Alternatively, you can create a new DataSet and copy the columns in the way
you want. This is slow, but will probably cause no discernable delay on
WIndows.Forms (I'd hesitate to use this on an app server). In this case you
are basically doing a manual join.

Or you could retrieve the data the way you want from your backend.

I don't know whether we should ever have a client side join or not. SQL
Server (and MSDE which is the same thing) offers a tremendous engine for
optimizing queries. I don'twant the overhead of such a sophisticated engine
client side. Nor am I excited about a non-performant solution that looks
just like a highly efficient back end tool. Stil, the current answers are a
pain.

--
Kathleen (MVP-VB)



Dmitry Sazonov said:
I have 2 tables:
Customers (
Cust_id int,
Cust_name text,
Type_id int )
Customer_Types (
Type_id int,
Type_name text )

I have loaded them into DataSet.

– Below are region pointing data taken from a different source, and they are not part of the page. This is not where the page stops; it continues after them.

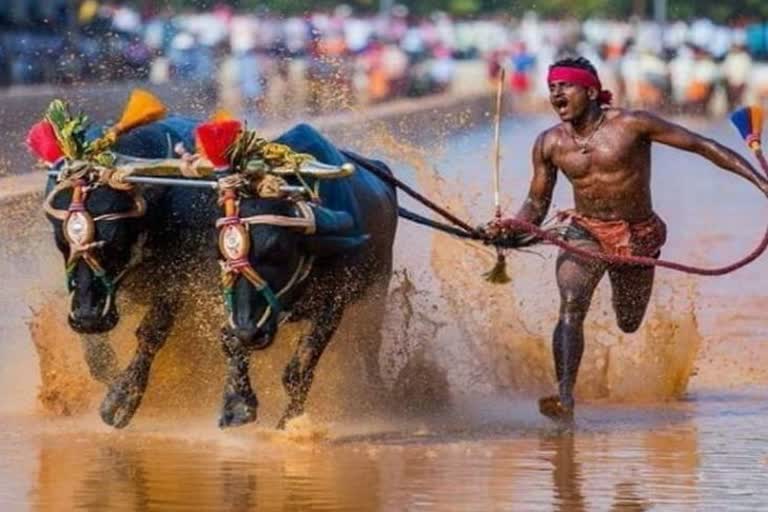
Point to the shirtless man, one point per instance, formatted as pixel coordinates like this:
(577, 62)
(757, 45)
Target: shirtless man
(606, 155)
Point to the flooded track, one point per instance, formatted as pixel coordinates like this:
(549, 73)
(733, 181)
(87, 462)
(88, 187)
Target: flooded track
(673, 417)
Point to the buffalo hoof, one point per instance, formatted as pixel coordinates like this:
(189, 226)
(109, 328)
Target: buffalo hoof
(100, 357)
(294, 409)
(124, 397)
(239, 409)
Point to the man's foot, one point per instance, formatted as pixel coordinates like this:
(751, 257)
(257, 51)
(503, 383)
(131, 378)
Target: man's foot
(553, 408)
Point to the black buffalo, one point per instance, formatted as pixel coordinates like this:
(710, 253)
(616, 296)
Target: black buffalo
(170, 244)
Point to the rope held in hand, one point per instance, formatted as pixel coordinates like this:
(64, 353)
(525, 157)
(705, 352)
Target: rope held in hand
(464, 230)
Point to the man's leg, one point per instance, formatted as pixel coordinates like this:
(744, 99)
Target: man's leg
(576, 279)
(632, 288)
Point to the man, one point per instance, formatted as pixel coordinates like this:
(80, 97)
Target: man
(606, 155)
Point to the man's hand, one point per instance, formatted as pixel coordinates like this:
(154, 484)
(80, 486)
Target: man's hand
(500, 230)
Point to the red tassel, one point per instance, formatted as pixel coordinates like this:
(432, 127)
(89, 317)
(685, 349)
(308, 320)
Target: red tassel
(215, 138)
(41, 140)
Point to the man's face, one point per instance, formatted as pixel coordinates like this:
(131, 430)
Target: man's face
(570, 101)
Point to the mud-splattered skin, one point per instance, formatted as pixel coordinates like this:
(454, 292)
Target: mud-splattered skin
(338, 277)
(606, 156)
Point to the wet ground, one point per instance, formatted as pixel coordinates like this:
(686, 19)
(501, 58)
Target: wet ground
(673, 417)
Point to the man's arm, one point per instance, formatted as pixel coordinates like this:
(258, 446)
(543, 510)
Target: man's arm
(670, 134)
(536, 205)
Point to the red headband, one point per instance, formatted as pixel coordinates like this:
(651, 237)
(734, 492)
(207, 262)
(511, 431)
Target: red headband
(580, 77)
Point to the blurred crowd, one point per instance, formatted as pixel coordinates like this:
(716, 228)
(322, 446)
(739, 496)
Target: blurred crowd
(339, 57)
(695, 67)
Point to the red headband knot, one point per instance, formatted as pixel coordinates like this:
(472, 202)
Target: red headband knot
(580, 77)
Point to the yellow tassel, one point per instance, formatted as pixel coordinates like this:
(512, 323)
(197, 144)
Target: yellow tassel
(498, 274)
(142, 108)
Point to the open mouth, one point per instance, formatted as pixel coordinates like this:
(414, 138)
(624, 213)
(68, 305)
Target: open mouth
(561, 105)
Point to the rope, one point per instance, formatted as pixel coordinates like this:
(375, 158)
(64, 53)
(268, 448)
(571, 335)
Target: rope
(468, 232)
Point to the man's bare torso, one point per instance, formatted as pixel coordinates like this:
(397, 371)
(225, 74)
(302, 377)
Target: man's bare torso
(611, 180)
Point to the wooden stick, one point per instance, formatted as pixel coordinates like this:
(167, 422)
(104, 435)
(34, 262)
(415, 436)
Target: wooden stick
(497, 144)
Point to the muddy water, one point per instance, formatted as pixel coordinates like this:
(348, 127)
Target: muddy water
(671, 418)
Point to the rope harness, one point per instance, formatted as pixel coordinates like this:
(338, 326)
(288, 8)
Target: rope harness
(79, 227)
(235, 246)
(536, 234)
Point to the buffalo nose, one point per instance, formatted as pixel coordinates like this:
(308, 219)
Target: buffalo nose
(92, 323)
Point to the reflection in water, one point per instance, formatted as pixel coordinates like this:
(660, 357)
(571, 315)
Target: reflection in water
(566, 472)
(621, 469)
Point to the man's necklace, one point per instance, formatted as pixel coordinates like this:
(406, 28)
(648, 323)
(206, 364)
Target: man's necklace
(583, 142)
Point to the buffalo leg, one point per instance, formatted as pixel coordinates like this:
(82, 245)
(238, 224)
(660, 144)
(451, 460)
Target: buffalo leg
(127, 389)
(100, 357)
(298, 375)
(240, 402)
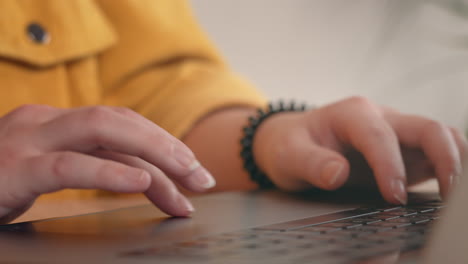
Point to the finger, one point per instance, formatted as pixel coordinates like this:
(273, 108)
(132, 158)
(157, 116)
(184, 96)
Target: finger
(60, 170)
(363, 127)
(301, 162)
(162, 191)
(101, 128)
(461, 141)
(436, 141)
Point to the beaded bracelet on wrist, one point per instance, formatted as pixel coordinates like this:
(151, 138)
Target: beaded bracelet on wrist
(256, 174)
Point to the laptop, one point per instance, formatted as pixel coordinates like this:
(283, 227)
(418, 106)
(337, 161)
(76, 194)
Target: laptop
(254, 227)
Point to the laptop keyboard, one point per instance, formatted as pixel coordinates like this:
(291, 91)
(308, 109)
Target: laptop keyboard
(342, 237)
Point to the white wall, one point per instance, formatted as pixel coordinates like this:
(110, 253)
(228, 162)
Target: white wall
(409, 54)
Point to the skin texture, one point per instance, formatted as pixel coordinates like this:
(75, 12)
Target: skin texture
(116, 149)
(352, 142)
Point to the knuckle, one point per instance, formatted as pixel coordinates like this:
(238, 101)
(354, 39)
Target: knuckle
(360, 101)
(125, 111)
(432, 126)
(60, 167)
(379, 132)
(97, 115)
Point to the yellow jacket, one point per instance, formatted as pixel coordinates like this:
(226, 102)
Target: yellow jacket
(148, 55)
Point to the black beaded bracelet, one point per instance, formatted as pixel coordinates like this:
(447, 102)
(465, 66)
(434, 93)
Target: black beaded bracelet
(256, 174)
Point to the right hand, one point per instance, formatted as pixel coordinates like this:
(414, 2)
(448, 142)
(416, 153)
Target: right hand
(45, 149)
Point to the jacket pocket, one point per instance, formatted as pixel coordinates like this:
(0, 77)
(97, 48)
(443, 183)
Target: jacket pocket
(47, 32)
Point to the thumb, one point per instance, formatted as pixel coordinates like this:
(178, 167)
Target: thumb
(304, 164)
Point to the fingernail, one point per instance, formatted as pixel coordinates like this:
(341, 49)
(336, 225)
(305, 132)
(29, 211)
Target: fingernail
(185, 204)
(185, 157)
(331, 172)
(203, 178)
(399, 191)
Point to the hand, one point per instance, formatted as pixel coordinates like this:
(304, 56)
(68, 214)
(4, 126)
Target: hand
(314, 148)
(45, 149)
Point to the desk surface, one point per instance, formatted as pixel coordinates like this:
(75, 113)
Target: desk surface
(43, 209)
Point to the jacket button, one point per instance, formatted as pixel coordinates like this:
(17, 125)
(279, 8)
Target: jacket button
(37, 33)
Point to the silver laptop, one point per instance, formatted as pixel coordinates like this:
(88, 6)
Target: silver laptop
(254, 227)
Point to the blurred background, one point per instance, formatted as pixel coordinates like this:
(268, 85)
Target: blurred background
(409, 54)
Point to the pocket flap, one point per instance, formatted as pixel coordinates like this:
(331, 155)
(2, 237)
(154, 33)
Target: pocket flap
(74, 28)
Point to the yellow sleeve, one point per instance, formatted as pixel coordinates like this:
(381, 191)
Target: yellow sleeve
(164, 67)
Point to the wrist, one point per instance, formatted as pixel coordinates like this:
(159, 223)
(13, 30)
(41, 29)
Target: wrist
(270, 124)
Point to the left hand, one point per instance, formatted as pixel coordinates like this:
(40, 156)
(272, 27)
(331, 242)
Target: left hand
(313, 148)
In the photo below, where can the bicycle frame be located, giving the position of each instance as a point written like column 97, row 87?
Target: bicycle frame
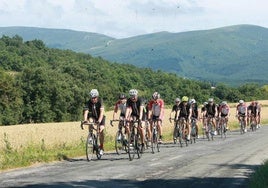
column 92, row 143
column 120, row 137
column 134, row 140
column 222, row 126
column 154, row 138
column 209, row 128
column 242, row 123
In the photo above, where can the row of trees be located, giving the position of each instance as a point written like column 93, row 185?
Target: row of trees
column 38, row 84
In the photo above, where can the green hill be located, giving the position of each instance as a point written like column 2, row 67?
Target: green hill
column 234, row 55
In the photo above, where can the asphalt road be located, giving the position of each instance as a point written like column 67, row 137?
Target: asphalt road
column 219, row 163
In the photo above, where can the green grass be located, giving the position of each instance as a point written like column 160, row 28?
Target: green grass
column 260, row 178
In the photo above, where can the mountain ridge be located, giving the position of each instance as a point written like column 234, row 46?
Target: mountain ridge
column 233, row 54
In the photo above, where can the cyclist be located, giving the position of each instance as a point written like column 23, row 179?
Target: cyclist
column 241, row 111
column 195, row 114
column 211, row 111
column 185, row 112
column 156, row 111
column 252, row 111
column 94, row 109
column 224, row 111
column 203, row 114
column 134, row 111
column 121, row 105
column 258, row 114
column 174, row 111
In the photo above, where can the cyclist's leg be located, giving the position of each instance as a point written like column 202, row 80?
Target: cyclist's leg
column 101, row 137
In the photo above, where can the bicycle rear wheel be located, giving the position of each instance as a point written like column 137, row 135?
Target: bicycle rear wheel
column 131, row 146
column 154, row 143
column 119, row 142
column 90, row 147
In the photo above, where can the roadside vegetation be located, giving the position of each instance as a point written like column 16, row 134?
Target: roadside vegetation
column 42, row 85
column 260, row 178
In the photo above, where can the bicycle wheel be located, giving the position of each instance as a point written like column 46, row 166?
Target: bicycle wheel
column 131, row 146
column 96, row 147
column 119, row 142
column 138, row 146
column 90, row 147
column 175, row 134
column 153, row 141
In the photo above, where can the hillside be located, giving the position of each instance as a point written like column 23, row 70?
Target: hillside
column 58, row 38
column 234, row 55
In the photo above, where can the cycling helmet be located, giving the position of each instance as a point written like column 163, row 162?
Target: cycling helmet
column 177, row 100
column 241, row 101
column 223, row 103
column 184, row 99
column 133, row 92
column 122, row 96
column 192, row 101
column 94, row 93
column 210, row 100
column 156, row 95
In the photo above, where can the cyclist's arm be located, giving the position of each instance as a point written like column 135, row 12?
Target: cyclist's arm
column 101, row 114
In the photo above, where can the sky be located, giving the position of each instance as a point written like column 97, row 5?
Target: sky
column 127, row 18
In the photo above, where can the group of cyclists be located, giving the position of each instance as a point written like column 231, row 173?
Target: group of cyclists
column 135, row 107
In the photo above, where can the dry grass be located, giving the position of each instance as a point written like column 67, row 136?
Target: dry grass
column 70, row 132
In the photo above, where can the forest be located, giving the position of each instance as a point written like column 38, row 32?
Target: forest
column 41, row 84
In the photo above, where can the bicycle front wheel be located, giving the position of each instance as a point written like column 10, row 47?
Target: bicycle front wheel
column 90, row 147
column 131, row 146
column 119, row 142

When I can bind DataGrid as:

DataView view = new DataView ( ds.Tables["Customers"] );
dataGrid1.DataSource = view;

But I need to bind query to DataGrid (or to ListView). SQL like that:
"SELECT Cust_id, Cust_name, Type_name FROM Customers
INNER JOIN Customer_Types ON Customer_Types.Type_id = Customers.Type_id"

I can not create DataView on SQL query. I can not bind Grid to anything else
than DataView? I can not bind ListView to anything.

Please, help. Sorry for dumb question.